Suriye yönetiminin Amerika’ya rağmen terör örgütü YPG’ye operasyon yapması hakkında konuşan Bakan Fidan, “Böyle bir tehditle yaşama şansımız yok. Ya başkası açacak ya da biz açacağız” diye konuştu.



“Maalesef savaş durmadı”


Sudan ve Birleşik Arap Emirlikleri arasındaki sorunların giderilmesi için Türkiye’nin adımları hakkında Bakan Fidan, “Birleşik Arap Emirliklerine geçtiğimiz hafta yaptığımız ziyarette Birleşik Arap Emirlikleri devlet başkanı Sayın Muhammed bin Zayid ile bir araya geldik. Bölgesel konuları derinlemesine ele alma imkanımız oldu. Bunlardan biri de Sudan’daki durum ve çatışmaların durdurulmasına ilişkin hususlar. Özellikle çatışan taraflardan olan Sudan tarafında Abdülfettah Abdurrahman el-Burhan ile Birleşik Arap Emirlikleri arasındaki sıkıntının giderilmesi konusu da masaya yatırıldı. Bu Birleşik Arap Emirlikleri ile Sudan’daki tarafların arasında bir arabuluculuğa tabii ihtiyaç duyulmakta. Suudi Arabistan ve Amerika’nın işlettiği mekanizmalar var. Çeşitli çabalar oldu. Maalesef savaş durmadı. Bölgemizdeki diğer savaşlar gibi Sudan’daki savaşta çok sayıda can kaybına sebep olmaktadır. Uluslararası toplum olarak Sudan’ı yakın mercekte ele almak gerekiyor” dedi.

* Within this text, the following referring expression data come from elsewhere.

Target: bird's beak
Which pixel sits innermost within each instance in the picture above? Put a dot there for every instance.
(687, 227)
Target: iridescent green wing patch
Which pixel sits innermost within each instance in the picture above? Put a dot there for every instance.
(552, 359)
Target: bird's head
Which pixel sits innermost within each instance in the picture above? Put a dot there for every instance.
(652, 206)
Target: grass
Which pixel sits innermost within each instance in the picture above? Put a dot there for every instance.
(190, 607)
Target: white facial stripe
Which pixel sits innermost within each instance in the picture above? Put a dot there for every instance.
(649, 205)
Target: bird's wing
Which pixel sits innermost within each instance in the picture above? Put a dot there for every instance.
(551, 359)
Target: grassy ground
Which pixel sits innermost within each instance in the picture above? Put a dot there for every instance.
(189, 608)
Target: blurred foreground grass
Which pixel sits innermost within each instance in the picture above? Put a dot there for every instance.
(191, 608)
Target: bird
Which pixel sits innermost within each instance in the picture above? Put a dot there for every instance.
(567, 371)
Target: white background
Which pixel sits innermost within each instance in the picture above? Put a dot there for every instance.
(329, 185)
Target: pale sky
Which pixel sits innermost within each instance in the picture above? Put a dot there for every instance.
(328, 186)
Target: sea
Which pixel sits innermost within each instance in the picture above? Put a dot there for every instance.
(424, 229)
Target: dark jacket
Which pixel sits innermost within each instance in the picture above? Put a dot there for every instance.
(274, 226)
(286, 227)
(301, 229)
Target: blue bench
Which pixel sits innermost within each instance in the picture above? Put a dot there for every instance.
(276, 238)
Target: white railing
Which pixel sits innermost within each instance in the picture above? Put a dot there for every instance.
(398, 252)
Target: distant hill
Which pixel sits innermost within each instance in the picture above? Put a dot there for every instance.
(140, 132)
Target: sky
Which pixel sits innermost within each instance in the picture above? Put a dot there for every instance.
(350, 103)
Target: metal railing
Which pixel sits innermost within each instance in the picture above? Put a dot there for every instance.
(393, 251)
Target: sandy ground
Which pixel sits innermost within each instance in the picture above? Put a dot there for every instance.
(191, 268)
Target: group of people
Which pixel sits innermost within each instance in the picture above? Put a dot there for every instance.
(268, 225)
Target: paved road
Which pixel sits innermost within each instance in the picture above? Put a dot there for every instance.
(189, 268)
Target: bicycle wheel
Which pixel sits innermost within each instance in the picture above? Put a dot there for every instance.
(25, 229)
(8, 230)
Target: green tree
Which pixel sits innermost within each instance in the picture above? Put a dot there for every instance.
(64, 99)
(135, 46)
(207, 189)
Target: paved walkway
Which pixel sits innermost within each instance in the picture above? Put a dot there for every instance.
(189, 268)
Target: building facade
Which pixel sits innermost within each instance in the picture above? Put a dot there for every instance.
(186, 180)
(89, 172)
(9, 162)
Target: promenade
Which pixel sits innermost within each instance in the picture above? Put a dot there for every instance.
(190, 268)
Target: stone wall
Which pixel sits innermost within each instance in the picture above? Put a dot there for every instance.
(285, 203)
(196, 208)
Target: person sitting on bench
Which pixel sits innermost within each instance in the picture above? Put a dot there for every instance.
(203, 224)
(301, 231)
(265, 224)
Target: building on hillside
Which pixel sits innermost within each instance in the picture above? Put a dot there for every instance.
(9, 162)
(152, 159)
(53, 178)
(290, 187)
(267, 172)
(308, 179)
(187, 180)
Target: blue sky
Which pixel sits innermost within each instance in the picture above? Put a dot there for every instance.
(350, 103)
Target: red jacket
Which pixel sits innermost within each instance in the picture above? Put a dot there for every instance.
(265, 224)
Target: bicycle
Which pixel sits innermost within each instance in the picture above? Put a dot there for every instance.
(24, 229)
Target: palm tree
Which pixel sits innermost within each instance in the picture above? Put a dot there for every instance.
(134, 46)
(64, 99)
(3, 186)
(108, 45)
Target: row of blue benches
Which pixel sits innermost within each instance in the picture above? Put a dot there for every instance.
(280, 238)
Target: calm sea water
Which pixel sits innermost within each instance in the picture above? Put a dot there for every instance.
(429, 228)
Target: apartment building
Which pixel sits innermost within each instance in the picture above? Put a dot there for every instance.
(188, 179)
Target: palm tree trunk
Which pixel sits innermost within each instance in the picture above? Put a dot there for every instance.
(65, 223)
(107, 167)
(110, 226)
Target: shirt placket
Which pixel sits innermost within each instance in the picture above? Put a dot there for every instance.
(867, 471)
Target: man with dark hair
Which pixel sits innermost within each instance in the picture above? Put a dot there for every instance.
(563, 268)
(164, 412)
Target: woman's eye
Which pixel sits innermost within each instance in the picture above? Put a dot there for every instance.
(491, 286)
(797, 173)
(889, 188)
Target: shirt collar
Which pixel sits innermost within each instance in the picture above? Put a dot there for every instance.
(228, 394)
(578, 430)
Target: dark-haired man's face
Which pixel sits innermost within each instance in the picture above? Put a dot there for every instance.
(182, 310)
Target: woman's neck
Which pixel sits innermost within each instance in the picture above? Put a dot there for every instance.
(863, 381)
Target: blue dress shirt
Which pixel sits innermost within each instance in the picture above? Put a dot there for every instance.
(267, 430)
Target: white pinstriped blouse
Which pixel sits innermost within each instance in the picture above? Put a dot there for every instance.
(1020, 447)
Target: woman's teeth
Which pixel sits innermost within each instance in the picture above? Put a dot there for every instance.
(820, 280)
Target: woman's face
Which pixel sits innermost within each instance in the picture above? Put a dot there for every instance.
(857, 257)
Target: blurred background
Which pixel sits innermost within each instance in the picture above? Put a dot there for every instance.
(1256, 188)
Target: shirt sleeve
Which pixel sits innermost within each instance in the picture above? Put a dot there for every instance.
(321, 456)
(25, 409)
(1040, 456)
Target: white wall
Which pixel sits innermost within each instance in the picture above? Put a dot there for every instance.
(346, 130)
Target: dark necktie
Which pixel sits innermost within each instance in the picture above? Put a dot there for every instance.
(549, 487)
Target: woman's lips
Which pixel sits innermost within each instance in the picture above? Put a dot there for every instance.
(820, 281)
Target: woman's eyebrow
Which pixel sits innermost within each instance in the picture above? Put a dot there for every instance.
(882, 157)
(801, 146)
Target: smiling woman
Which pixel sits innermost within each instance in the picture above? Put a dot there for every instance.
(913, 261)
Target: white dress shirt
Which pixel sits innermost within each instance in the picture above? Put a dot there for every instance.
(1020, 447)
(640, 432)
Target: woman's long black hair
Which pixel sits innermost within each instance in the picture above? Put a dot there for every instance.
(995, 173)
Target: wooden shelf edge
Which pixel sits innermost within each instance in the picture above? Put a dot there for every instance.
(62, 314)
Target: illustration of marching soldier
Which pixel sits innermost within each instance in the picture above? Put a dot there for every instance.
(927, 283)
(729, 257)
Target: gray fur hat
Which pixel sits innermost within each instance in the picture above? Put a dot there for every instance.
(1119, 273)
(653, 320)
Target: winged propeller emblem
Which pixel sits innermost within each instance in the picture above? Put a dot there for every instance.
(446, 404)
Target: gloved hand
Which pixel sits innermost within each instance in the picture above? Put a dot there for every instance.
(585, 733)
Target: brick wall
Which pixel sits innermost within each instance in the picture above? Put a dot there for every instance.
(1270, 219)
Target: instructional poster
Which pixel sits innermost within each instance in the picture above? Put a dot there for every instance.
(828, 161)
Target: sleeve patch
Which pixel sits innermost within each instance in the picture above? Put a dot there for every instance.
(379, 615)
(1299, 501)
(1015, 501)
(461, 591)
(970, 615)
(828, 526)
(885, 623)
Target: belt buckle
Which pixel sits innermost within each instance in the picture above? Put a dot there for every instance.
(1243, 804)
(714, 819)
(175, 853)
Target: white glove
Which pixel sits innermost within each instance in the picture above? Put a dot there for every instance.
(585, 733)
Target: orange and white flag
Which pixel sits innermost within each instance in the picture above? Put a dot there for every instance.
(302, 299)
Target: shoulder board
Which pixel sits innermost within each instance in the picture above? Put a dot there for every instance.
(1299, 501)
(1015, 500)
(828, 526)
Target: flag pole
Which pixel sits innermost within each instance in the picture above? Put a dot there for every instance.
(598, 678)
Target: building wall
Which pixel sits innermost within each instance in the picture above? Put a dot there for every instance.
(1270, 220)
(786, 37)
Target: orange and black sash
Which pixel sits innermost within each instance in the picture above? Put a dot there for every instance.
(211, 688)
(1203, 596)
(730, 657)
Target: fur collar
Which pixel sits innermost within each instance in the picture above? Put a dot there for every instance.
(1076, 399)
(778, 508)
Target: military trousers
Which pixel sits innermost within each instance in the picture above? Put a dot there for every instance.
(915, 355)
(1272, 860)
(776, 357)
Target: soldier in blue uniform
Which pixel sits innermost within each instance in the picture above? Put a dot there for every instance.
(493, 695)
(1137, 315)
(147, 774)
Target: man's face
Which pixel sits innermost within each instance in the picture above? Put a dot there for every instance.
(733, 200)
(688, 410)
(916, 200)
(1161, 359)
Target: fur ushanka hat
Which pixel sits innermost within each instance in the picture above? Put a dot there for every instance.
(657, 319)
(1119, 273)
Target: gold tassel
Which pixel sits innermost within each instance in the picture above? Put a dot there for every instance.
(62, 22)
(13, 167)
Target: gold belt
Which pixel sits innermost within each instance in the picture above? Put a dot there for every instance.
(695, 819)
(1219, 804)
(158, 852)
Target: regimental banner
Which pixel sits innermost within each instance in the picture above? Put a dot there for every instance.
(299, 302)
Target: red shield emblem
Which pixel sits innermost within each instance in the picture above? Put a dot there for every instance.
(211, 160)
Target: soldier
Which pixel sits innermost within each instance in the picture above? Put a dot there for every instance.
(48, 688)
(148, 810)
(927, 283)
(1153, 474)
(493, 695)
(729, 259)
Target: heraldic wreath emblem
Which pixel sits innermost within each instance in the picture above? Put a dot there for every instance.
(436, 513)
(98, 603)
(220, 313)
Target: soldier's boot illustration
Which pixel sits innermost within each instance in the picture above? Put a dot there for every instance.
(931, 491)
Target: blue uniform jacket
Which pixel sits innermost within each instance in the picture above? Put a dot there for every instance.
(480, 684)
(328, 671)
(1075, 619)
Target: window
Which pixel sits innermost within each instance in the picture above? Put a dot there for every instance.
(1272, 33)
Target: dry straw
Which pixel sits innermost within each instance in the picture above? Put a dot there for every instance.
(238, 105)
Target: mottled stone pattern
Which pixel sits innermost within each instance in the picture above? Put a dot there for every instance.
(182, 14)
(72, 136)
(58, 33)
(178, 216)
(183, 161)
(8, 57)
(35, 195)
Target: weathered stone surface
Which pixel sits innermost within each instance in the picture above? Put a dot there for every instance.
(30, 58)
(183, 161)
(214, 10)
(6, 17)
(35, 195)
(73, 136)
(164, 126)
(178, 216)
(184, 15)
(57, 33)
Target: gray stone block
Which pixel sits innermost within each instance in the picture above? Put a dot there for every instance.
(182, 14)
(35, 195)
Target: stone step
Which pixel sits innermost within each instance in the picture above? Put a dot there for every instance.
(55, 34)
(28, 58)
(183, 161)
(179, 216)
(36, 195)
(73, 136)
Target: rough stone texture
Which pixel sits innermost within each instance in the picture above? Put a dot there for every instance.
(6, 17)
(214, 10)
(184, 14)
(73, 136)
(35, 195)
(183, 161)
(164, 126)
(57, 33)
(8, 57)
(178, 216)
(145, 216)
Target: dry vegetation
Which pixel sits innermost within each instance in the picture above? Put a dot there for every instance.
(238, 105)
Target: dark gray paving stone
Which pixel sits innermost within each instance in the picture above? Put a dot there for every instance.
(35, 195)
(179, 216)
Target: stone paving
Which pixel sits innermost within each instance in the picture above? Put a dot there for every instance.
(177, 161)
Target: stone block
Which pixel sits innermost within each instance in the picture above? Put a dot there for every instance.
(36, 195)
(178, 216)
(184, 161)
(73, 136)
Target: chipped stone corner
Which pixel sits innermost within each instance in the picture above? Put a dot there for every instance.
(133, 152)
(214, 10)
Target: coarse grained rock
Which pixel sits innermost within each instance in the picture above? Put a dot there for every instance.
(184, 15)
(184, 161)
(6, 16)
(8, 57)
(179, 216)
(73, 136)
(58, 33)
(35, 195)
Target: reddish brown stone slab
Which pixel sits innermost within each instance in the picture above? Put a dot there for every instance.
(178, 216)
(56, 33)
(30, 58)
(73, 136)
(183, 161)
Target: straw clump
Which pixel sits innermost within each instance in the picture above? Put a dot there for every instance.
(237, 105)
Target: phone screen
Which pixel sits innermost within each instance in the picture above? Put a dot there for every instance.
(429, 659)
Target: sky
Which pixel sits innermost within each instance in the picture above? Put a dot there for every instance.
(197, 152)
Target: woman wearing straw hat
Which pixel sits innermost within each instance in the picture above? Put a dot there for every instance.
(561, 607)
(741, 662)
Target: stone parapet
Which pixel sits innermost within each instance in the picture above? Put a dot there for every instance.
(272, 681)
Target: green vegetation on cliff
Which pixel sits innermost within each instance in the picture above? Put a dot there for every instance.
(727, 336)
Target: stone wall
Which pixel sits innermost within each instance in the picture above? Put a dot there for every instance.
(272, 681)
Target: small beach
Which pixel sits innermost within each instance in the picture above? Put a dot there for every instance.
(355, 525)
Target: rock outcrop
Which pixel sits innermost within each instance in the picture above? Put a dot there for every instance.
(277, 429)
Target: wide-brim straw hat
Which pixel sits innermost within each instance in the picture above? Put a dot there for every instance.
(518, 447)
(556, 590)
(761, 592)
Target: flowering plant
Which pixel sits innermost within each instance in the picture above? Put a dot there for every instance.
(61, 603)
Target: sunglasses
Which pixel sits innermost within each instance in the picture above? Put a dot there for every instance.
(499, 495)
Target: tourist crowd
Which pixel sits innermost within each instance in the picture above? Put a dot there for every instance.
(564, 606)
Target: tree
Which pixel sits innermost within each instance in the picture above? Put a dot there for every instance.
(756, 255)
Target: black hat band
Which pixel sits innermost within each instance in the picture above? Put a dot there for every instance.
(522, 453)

“İnşallah gelecek nesillere büyük bir sorun yumağı bırakmayız”


Yunanistan – Türkiye arasındaki ilişki hakkında Bakan Fidan, “Kuzey Kıbrıs Türk Cumhuriyeti’nde yaptığım basın toplantısında da ifade ettim; benim görmek istediğim Kıbrıs’taki hem Rum kesiminin hem de Türk kesiminin Yunanistan’ın, Türkiye’nin hep beraber sorunlarını çözdüğü Ege’yi ve Akdeniz’i bir barış, kalınma ve refah bölgesi haline getirdiği dünyayı görmek istiyorum. Bunun olmaması için hiçbir sebep yok. Şu anda aslında var olan hayatlarımızı, duruşlarımızı değiştirmeden, hiçbir şey kaybetmeden biraz cesaretle bu işleri çözebileceğimize ben yürekten inanıyorum. Geçmişten taşıdığımız tarihsel duygular var. O bugüne de etki ediyor. Bugün başka bir gerçeklik oluşmuş durumda. Bu durumlarda siyasal liderliklere ihtiyaç var. Ben iki ülke liderliğinin de şu anda bunu yapmak istediğini görüyorum. İnşallah gelecek nesillere büyük bir sorun yumağı bırakmayız. Biz nasıl sorunu geçmiş nesillerden devraldık, biz onu çözeriz ve gelecek nesle kalmaz. Çalışamaya devam etmek gerekiyor” şeklinde konuştu.



“Türkiye’nin koordinasyonu ve çabalarıyla devam eden bir insani yardım faaliyeti var”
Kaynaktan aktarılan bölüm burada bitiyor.